Robert Griffin III, QB WASH
A couple weeks ago, I wrote a piece outlining reasons why dynasty players should sell high on one of football’s brightest up-and-coming stars. Since that time, that young star has continued to put up incredible numbers and dazzle any audience he seems to be given. I, however, will not be flip-flopping, waffling, wavering or whatever you would like to call it; the best dynasty sell is still Robert Griffin III.
I say this, as I always do, with an asterisk. If this is your team’s year to go for the title and RGIII is an important piece in you going for it, then by all means, keep him and try to ride him to victory. If you are one of the many teams, however, that falls into one of the two categories of 1) this is not your team’s year to win or 2) you have a different, viable option at quarterback, the SELL SELL SELL!

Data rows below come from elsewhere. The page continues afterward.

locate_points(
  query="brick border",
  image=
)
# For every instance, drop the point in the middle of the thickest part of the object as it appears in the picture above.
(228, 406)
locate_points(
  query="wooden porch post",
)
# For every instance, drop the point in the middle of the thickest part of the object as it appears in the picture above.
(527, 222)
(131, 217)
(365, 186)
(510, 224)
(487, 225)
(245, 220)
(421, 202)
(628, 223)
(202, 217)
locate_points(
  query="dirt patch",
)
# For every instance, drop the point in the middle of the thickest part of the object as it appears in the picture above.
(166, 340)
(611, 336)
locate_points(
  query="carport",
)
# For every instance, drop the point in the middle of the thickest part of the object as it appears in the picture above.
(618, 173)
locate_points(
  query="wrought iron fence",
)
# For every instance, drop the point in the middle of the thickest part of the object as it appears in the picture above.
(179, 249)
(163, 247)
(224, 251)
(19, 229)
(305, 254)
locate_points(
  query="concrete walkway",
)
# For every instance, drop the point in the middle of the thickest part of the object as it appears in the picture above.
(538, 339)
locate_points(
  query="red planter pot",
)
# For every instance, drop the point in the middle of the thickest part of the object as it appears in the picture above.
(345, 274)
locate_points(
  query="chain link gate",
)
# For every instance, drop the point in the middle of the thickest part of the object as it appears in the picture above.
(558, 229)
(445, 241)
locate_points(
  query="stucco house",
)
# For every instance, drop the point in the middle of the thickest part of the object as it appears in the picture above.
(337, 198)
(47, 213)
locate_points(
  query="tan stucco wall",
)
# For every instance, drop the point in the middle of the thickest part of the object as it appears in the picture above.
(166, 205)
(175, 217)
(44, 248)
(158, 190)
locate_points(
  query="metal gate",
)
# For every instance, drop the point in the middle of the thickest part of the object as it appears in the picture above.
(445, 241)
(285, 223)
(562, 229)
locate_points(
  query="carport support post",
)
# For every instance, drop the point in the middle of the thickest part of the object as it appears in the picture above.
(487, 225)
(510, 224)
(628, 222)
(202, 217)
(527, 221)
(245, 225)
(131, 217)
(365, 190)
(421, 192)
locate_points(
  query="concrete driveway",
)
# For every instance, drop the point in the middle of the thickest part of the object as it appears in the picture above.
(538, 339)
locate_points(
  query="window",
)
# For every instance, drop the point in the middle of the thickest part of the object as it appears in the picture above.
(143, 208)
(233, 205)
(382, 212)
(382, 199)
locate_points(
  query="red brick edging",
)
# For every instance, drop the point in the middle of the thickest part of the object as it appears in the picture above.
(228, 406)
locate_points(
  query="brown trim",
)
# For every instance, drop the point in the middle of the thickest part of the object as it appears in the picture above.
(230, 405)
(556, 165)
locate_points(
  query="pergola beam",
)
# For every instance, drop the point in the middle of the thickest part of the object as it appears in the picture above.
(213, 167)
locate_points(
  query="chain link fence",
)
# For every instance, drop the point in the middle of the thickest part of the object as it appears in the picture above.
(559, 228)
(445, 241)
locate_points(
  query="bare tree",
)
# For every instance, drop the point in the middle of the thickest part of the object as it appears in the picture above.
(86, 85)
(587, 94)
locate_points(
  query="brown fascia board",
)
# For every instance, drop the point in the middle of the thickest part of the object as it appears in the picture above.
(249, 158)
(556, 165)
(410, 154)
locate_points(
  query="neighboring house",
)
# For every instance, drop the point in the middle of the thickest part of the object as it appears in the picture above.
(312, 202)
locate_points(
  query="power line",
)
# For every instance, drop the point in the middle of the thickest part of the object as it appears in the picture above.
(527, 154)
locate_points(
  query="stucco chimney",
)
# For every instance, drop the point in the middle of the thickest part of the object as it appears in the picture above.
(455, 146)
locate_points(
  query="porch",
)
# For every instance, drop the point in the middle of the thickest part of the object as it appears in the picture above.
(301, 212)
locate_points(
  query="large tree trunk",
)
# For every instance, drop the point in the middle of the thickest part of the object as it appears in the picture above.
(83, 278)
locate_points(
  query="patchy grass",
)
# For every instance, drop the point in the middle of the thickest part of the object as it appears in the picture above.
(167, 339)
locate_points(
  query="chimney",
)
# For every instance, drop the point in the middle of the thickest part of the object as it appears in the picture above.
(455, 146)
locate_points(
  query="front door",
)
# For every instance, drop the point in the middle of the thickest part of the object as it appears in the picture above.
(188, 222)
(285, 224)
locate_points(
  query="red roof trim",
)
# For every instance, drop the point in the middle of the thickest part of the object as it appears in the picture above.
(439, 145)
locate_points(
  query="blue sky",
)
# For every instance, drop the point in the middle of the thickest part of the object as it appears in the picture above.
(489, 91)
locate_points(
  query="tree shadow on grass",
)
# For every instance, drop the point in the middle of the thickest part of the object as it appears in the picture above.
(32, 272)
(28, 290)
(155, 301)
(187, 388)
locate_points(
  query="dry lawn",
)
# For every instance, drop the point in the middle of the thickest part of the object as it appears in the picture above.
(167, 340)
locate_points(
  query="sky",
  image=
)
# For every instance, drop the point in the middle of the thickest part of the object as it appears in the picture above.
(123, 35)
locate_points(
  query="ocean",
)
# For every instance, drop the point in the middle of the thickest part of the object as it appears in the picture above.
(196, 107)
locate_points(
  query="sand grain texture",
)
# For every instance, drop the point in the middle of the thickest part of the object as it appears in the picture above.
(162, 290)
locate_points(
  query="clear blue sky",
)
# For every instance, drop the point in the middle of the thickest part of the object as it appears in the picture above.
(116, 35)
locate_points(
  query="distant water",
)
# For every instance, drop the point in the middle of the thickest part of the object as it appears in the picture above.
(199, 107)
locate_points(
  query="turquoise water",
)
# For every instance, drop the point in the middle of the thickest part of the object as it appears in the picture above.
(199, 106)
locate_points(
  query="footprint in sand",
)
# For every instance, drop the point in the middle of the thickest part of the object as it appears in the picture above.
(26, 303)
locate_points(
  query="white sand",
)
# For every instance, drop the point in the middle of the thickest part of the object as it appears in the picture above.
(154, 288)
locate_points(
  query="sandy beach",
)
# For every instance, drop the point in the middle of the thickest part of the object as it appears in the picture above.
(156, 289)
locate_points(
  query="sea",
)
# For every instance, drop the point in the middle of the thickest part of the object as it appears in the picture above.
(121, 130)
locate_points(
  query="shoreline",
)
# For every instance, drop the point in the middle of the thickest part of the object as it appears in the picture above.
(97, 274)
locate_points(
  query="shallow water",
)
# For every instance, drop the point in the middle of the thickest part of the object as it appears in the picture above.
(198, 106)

As I mentioned earlier, I recently wrote an article advocating the selling of Griffin. In the article, Griffin’s young career is compared to the early career of another scrambling quarterback by the name of Michael Vick. The following is an excerpt from that story explaining the main reason to sell Griffin while his stock is probably as high as it will ever be: his injury risk.

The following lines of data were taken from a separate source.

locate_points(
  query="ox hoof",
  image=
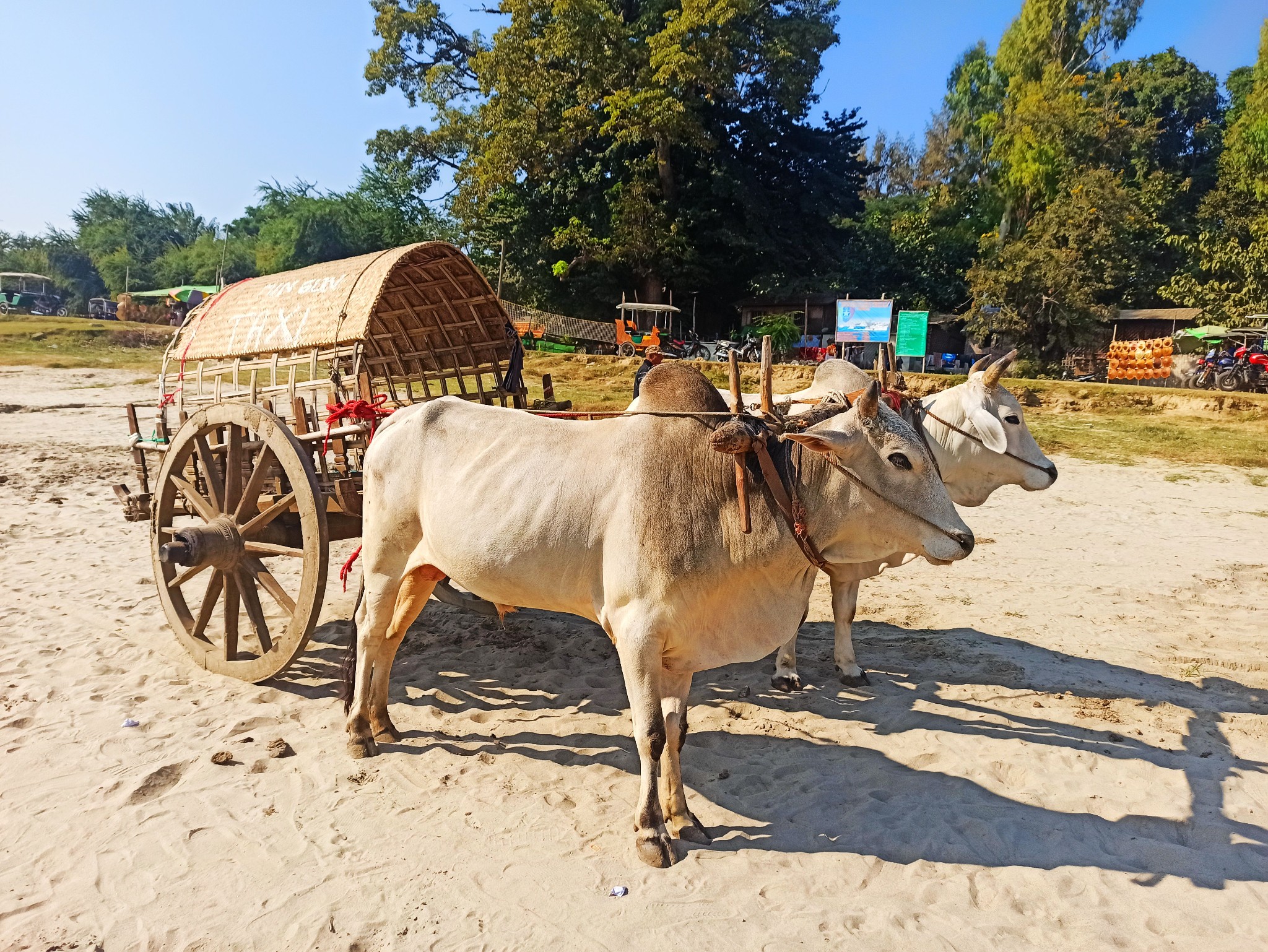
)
(786, 682)
(387, 733)
(694, 833)
(360, 748)
(656, 850)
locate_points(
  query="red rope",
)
(369, 411)
(348, 567)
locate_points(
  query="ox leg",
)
(641, 667)
(679, 818)
(785, 677)
(845, 602)
(410, 601)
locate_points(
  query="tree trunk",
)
(652, 289)
(664, 168)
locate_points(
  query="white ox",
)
(998, 452)
(632, 522)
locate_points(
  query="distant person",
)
(652, 358)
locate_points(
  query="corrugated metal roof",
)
(1160, 314)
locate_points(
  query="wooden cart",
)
(250, 461)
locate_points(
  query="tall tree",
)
(1228, 275)
(656, 144)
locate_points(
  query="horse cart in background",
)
(250, 461)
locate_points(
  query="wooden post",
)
(139, 456)
(737, 405)
(768, 396)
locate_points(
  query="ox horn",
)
(869, 402)
(992, 374)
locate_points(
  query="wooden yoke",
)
(737, 406)
(768, 396)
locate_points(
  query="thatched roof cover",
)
(410, 302)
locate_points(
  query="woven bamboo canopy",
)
(424, 301)
(420, 320)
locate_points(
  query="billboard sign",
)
(864, 321)
(913, 331)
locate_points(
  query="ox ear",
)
(988, 428)
(869, 402)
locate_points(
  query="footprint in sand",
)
(156, 784)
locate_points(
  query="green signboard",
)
(913, 329)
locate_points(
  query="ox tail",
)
(348, 670)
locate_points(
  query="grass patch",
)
(76, 342)
(1126, 438)
(1102, 422)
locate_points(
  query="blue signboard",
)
(864, 321)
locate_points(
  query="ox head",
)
(888, 456)
(1007, 454)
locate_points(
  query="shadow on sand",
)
(831, 798)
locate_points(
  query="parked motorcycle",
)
(688, 349)
(1249, 371)
(1210, 366)
(749, 350)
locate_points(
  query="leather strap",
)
(789, 509)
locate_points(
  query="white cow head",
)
(986, 410)
(888, 456)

“At 6’2” 217 lbs., Griffin outweighs the 6’0” 215 lbs. of Vick by a whopping two pounds—neither one of them is big enough to take all of the hits to which they frequently expose themselves. While there is always a chance that it was a fluke, it cannot be ignored that it didn’t even take a full five games for Griffin to experience a hit that was enough to knock him out of a game. Just like with Vick, Griffin’s tendency to tuck and run and his nature to tend to neglect to slide will always keep him in harm’s way. Until Griffin learns to be a little more conservative with his rushing, he will always be a risk for dynasty owners to invest for the long-term.”
If it is acceptable to say that Vick has proven to be an injury risk, then it is only logical to believe that Griffin will be a substantial risk for his entire career as well. I believe selling Griffin off and bringing in multiple high-level players in return is the best way to go. Someone in every league will be willing to sell the farm to get their hands on RGIII—find that someone in your league and fortify the rest of your starting lineup with talent by selling.
Wes Welker, WR NE
The NFL’s leader in receptions and yards through week seven has sure taken a strange road to get there. Following a surprisingly public offseason contract dispute that contradicts the “Patriot Way,” Wes Welker was officially listed below Julian Edelman on the team’s depth chart early on. A 3-catch, 14-yard performance in the opener was an ominous start, though it was followed by four consecutive games with increasing receptions and a return to elite status in PPR leagues.
So why sell?
Since the beginning of the 2011 season, Welker has been limited due to neck, rib, knee, and ankle injuries. For a 31 year old receiver who gets hit (a lot), even if he hasn’t missed much time due to injury, I see it catching up to him quickly. This isn’t even to mention that when fully healthy there are many other mouths to feed in New England, particularly if the Patriots are looking at life after Wes and want to see what they have in Edelman.
Welker’s value isn’t going to get higher than it is right now, so if it makes sense for your team (you’re getting a solid receiver as part of the return, you have one on your team already, or you’re already in rebuilding more) get what you can for him.